Privacy – we all need a place to hide


We loose more and more of our privacy. We post on Facebook what we do, what we think, where we are. Many apps have access to all contacts on our mobile devices. Google and Facebook know what sites we visit on the internet. But why bother, if we have nothing to hide?

Last week I saw a very interesting documentary on TV: “Super Stream Me”. Last year, two Dutch guys, Tim den Besten and Nicolaas Veul, started the experiment to share everything on the internet, for 18 days! On their website you could follow everything they did on a live stream, 24/7, from eating to visiting the bathroom, from (not) sleeping to using drugs. With GPS their location was public and their heart-beat was recorded and published as well.
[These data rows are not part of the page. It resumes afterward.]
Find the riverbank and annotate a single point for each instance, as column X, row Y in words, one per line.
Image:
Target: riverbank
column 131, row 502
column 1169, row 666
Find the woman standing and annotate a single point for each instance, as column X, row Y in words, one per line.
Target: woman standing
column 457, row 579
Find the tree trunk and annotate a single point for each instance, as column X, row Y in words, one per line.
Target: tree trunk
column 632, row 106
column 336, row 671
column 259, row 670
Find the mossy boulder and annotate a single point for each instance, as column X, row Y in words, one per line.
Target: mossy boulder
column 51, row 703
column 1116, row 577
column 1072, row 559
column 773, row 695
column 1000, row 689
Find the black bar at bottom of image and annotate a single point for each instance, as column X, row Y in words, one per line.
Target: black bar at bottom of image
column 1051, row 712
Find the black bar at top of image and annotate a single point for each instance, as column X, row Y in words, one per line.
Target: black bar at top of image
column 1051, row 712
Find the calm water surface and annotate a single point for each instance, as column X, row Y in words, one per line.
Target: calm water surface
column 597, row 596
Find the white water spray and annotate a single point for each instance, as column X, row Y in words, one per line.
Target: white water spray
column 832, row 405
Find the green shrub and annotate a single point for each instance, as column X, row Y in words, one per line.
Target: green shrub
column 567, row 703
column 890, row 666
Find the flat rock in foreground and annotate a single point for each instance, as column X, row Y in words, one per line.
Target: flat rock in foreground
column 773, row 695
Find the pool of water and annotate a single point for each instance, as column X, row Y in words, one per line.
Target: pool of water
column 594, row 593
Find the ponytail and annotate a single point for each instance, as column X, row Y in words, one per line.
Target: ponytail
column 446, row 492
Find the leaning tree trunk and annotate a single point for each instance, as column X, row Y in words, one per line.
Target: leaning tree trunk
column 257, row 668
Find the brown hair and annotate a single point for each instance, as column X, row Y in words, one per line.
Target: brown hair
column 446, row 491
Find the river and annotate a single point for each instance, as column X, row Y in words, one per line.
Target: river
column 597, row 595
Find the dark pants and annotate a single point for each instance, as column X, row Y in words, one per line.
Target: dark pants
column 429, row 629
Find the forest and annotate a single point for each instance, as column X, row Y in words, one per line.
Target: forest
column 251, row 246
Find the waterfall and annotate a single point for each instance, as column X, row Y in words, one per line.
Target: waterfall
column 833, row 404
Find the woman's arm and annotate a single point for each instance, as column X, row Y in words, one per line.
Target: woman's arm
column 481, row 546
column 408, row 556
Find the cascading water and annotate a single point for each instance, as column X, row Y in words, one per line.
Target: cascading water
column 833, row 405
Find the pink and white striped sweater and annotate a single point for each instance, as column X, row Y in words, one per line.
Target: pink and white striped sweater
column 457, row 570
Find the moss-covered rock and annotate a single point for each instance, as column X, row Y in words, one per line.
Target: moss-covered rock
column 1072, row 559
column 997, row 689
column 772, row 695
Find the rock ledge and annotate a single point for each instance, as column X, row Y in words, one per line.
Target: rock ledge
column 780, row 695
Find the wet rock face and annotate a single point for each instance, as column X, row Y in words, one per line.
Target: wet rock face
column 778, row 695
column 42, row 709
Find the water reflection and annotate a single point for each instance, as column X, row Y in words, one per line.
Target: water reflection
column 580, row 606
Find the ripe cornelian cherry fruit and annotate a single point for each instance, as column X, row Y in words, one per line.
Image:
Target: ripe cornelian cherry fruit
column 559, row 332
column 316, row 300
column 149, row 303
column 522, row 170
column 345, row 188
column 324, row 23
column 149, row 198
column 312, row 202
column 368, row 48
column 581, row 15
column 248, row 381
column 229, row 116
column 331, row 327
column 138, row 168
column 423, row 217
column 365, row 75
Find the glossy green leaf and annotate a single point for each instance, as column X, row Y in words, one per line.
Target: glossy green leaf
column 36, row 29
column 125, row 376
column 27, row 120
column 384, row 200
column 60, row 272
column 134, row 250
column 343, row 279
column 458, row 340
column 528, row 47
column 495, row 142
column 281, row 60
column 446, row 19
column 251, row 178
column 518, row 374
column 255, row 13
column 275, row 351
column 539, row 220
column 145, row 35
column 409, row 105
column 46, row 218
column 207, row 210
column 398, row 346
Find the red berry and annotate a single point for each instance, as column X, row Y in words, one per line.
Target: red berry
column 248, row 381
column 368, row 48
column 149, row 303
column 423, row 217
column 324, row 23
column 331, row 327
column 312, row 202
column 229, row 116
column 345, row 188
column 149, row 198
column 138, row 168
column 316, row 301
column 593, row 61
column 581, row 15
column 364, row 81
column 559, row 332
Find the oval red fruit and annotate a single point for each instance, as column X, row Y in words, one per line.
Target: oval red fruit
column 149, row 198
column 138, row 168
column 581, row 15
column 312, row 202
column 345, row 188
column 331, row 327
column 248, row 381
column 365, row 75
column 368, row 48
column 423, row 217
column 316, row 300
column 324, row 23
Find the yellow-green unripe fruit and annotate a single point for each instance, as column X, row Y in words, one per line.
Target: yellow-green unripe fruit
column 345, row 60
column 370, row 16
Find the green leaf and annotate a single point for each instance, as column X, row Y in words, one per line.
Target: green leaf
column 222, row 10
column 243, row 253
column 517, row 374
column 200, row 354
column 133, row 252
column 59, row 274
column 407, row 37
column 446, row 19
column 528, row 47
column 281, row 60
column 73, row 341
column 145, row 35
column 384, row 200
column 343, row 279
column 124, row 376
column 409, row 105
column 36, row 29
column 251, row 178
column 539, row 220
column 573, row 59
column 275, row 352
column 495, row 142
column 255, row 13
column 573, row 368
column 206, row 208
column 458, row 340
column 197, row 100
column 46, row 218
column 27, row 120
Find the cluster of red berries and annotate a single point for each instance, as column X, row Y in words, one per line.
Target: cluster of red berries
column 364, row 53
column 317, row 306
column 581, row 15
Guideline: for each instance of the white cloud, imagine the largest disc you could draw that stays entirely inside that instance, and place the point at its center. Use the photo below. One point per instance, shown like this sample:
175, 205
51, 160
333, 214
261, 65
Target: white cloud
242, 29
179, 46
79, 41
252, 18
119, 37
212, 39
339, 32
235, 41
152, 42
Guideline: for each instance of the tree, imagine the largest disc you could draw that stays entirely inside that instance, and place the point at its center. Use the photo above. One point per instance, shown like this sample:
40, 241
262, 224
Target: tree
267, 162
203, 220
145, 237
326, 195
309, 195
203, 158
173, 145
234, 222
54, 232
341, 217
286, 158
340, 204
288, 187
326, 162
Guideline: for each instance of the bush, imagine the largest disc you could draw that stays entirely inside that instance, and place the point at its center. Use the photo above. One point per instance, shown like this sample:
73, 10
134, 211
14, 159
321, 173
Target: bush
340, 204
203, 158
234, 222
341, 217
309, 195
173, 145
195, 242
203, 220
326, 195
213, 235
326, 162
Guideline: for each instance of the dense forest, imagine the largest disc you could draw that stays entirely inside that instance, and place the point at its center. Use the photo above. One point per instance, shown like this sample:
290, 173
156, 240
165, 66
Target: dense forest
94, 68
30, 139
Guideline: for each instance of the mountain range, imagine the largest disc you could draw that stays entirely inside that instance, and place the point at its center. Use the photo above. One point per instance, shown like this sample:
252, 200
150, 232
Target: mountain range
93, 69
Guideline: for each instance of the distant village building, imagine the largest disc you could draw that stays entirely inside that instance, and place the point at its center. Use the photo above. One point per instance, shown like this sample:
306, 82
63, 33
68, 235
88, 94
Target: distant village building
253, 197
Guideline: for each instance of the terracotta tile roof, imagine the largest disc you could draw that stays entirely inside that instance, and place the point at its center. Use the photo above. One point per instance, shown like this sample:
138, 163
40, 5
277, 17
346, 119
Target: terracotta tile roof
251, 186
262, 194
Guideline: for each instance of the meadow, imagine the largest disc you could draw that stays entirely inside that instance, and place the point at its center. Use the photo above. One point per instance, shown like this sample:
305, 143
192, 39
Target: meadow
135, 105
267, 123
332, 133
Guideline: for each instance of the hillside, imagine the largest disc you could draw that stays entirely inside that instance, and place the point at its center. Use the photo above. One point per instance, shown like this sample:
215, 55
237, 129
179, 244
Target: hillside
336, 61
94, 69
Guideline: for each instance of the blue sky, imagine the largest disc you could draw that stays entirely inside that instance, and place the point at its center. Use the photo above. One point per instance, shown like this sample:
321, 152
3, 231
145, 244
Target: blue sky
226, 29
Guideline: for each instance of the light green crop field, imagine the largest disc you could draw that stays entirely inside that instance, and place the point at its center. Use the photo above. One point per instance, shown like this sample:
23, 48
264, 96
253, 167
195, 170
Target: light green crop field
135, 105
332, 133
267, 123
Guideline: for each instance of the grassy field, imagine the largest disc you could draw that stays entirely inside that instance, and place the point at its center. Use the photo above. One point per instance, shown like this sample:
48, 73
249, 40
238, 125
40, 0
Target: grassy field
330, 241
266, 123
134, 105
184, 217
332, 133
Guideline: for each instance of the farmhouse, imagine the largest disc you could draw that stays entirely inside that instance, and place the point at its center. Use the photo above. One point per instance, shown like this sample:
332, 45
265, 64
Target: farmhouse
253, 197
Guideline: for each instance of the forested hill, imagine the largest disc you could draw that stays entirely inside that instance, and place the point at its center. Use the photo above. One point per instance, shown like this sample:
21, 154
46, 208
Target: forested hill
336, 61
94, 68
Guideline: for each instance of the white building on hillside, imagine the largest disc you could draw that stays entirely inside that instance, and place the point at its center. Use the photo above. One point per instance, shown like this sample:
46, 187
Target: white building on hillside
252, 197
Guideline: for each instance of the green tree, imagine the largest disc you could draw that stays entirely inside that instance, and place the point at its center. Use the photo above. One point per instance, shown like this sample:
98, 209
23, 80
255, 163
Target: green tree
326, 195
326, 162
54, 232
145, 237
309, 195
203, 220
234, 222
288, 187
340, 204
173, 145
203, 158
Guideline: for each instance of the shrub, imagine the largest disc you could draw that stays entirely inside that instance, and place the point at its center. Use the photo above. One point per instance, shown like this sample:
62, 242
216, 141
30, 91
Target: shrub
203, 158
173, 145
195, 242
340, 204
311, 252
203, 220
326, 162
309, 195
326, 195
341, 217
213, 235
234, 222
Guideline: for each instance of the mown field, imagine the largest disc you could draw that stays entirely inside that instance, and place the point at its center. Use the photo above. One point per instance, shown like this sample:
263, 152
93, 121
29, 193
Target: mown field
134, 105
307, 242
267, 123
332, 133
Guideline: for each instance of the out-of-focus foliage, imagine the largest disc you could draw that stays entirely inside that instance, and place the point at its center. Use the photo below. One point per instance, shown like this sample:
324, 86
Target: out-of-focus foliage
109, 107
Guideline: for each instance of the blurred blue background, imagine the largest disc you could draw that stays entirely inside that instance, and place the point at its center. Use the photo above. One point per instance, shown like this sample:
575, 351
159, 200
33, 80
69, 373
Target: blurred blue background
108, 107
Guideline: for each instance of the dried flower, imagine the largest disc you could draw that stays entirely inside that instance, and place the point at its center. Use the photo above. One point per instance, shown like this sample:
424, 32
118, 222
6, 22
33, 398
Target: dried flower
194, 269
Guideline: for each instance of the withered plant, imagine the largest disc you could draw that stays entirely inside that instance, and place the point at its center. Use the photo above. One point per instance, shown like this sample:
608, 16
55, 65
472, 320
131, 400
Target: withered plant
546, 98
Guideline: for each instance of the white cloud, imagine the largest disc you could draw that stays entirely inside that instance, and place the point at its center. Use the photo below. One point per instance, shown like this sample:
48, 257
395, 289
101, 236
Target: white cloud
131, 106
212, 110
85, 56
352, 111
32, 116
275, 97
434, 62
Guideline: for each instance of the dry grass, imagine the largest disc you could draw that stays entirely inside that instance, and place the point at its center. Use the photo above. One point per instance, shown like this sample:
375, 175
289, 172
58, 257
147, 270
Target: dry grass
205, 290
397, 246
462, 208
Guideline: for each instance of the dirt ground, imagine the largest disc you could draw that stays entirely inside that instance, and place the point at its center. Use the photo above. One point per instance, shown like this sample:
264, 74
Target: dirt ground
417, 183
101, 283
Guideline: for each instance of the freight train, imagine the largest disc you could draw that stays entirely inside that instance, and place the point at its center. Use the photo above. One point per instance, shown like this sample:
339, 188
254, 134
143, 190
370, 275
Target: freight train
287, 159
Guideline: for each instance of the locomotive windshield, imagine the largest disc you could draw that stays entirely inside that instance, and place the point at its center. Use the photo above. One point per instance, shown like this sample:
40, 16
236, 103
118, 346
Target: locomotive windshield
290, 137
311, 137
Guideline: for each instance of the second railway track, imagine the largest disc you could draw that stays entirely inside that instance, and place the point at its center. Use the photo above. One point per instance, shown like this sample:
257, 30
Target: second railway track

They started with the excitement of being live, of being in touch with hundreds of followers. It was a sport to get as many likes and followers as possible. Soon the question popped up: when are you yourself, and when do you act for the camera? After a couple of days the pressure increased. One of the two was very aware of the camera and tried to entertain the viewers, adjust to the expectations. He was acting before the camera and couldn’t stop it. His behavior became very flat, very one-dimensional. The other one tried to ignore the camera, to act as ‘normal’ as possible, being quite vulnerable in his attempts. He was fighting against expectations from others.

After 16 days they had to quit the experiment, both close to a burn-out.

For me this experiment showed, how important privacy is. You need to have a place to hide. Look at small children or at cats. They all love to hide in a small box. It offers a feeling of safety and comfort, even if the box seems to be too small. Hide and seek is a common game every child loves to play.

The question is not, if you  have something to hide. The question is where you can hide. You have to be able to hide, hide from expectations, hide from what others might think about you, hide from your own expectations, hide from fighting, hide from adjusting, hide. If you don’t have a place to hide, you will experience stress all the time and a burn-out is imminent.

“Being noticed can be a burden. Jesus got himself crucified because he got himself noticed. So I disappear a lot.” Bob Dylan

Privacy is necessary for your mental health, for learning, for being creative, for rehearsing a speech or a dance before you share it in public. Every musician needs a placed to hide too, how more famous you are, how more you are in need of such a place!

I like to hide in reading books and in drinking a cup of tea, just in my own, for myself. Where do you hide?